Schaus, 53, has been running DFS since 2012, and has seen both the highs and current lows of luxury retailing.

“Let’s be frank, the last five years have been bumpy, especially the last two or three years, and that’s because there’s been a change in the customer, a change in the environment and that change, I think, is here to stay,” he says.

The 2015 annual report of LVMH, the French luxury conglomerate which is the majority shareholder in DFS (DFS’ other shareholder is co-founder Bob Miller), said its travel retail division “continued to be faced with a complex situation in Asia”. Schaus is more blunt and admits that the company was, perhaps, “overly dependent” on Hong Kong and Macau during the luxury boom and so felt the slowdown more than most.

“We are in a business that is highly volatile by nature, but we are a travel retail company at our core, so we follow the traveller. First we followed the Japanese when they began to travel and then we followed the Chinese,” says Schaus. He says Chinese travellers, and particularly the wealthy elite, now look to Europe instead of Macau and Hong Kong for leisure and shopping holidays.

Macau is coming back, the number of travellers are coming back. There’s a lot of investment and a lot of new things like City of Dreams. The catchment area of Macau has also increased Philippe Schaus

DFS’ push westward does not mean the company is abandoning its home market, however – at least not in the gambling capital of Asia.

“Macau is coming back, the number of travellers are coming back. There’s a lot of investment and a lot of new things like City of Dreams. The catchment area of Macau has also increased due to infrastructure,” Schaus says, pointing out that the gambling-centric city is successfully rebranding itself as a general entertainment destination that attracts a new type of tourists.

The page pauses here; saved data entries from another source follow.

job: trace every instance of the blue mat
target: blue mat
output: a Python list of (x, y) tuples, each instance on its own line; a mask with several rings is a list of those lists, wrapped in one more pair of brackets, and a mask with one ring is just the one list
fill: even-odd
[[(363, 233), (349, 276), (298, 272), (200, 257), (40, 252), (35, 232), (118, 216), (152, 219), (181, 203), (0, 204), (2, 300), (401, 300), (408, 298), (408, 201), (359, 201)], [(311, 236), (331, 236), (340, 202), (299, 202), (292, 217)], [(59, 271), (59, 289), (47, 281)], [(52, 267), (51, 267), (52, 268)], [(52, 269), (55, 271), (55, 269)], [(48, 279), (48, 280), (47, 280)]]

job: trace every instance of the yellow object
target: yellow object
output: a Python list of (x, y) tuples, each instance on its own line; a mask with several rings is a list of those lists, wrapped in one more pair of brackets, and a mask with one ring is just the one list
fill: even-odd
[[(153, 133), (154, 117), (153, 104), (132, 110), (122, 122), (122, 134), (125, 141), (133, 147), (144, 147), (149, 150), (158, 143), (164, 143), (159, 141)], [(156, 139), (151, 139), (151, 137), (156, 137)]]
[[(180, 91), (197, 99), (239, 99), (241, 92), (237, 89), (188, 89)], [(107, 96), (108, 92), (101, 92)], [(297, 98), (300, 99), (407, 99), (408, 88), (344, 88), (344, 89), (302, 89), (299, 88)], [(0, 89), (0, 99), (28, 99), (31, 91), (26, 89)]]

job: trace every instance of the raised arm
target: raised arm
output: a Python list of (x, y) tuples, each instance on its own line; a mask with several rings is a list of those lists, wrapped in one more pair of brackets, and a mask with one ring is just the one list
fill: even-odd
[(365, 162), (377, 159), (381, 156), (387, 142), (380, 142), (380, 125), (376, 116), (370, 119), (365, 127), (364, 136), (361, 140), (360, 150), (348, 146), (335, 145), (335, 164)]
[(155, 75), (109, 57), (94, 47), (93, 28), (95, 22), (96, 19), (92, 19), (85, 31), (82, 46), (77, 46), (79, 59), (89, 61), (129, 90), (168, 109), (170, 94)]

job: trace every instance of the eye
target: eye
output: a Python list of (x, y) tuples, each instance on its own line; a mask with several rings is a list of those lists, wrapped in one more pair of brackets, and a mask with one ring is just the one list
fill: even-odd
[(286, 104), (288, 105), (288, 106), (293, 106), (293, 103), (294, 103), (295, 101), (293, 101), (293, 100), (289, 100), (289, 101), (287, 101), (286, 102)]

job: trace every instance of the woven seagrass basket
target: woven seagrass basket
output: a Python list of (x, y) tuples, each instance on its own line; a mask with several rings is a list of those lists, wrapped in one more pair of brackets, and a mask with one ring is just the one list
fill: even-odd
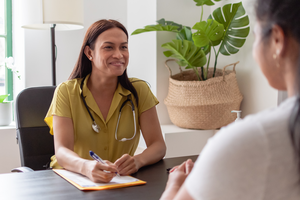
[[(169, 69), (169, 92), (164, 100), (173, 124), (190, 129), (218, 129), (236, 119), (232, 110), (240, 110), (243, 96), (239, 90), (235, 66), (238, 63), (208, 70), (208, 79), (198, 81), (193, 70), (172, 75)], [(233, 65), (233, 70), (226, 70)]]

“Before, the typical tourist was male and a heavy gambler. Now it’s couples with kids. They go for other things like food and entertainment.”

DFS’ investment in the Venice and Siem Reap stores is part of an ongoing expansion which includes multimillion-dollar refurbishments of its stores in places such as Sydney and Auckland. Clearly, the company’s immediate future is based on physical stores at a time when retailing, and particularly luxury retailing, is moving to the internet and mobile technology.

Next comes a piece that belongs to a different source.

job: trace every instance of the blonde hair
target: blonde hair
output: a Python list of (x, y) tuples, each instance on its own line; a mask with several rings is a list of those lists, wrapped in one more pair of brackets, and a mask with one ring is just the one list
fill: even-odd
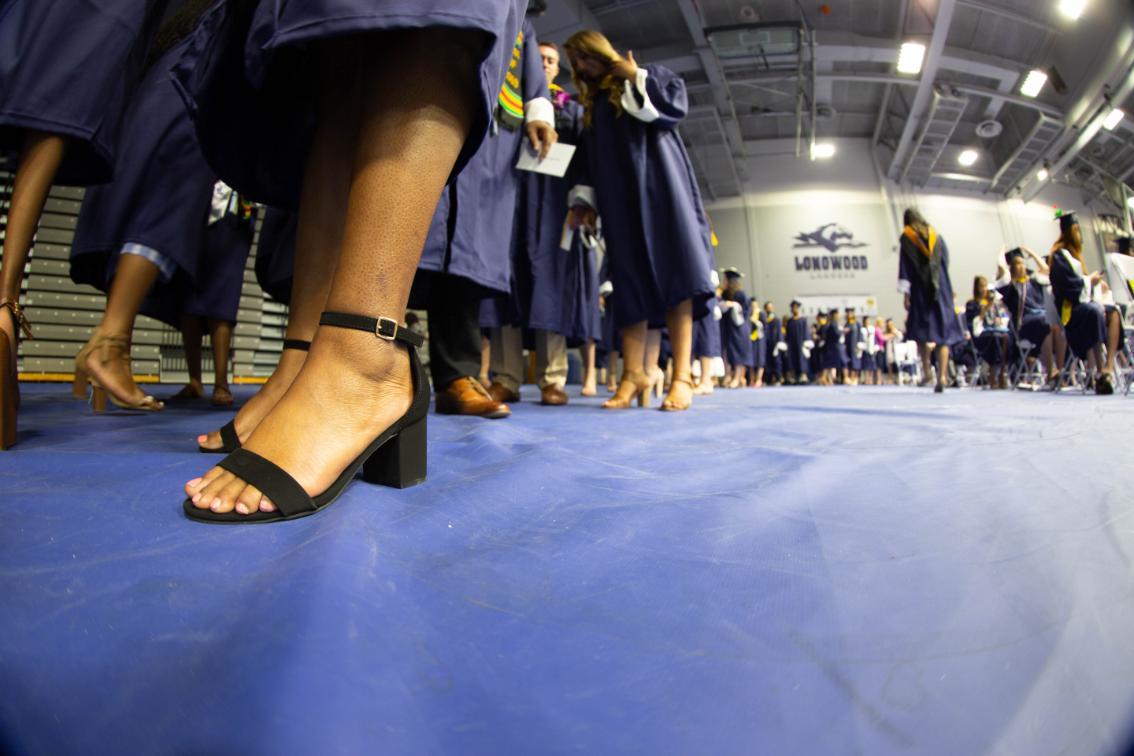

“We are deep believers in bricks,” says Schaus. While he says DFS isn’t ignoring prevailing trends in the way people shop, “going digital is not necessarily a recipe for success; if anything, it’s more likely a recipe for failure”.
Philippe Schaus, chief executive officer of DFS Group since 2012.
Philippe Schaus, chief executive officer of DFS Group since 2012.

Schaus says shopping should be more about the experience, instead of “just selling stuff”. The Fondaco Dei Tedeschi site, for example, will host a series of cultural events.

Still, he isn’t ignoring online shopping. He says DFS will have a more concrete plan for an online store to go with the physical Venice store by February 2017.

“It will be like the digital version of buying in Venice. You can pre-order and pick up or we can deliver to your hotel or wherever you are staying.”
Another view of the Venice store’s interior.
Another view of the Venice store’s interior.

Schaus is bullish about DFS’ prospects given its big commitment to rebalancing, but says he doesn’t expect travel retailing to boom again like it did a few years ago.

“I don’t see how we can go back to where we were three years ago, which was a world of exuberance, where customers were buying and discovering luxury, spending indiscriminately. The world has evolved. Normality is what we have today,” he says.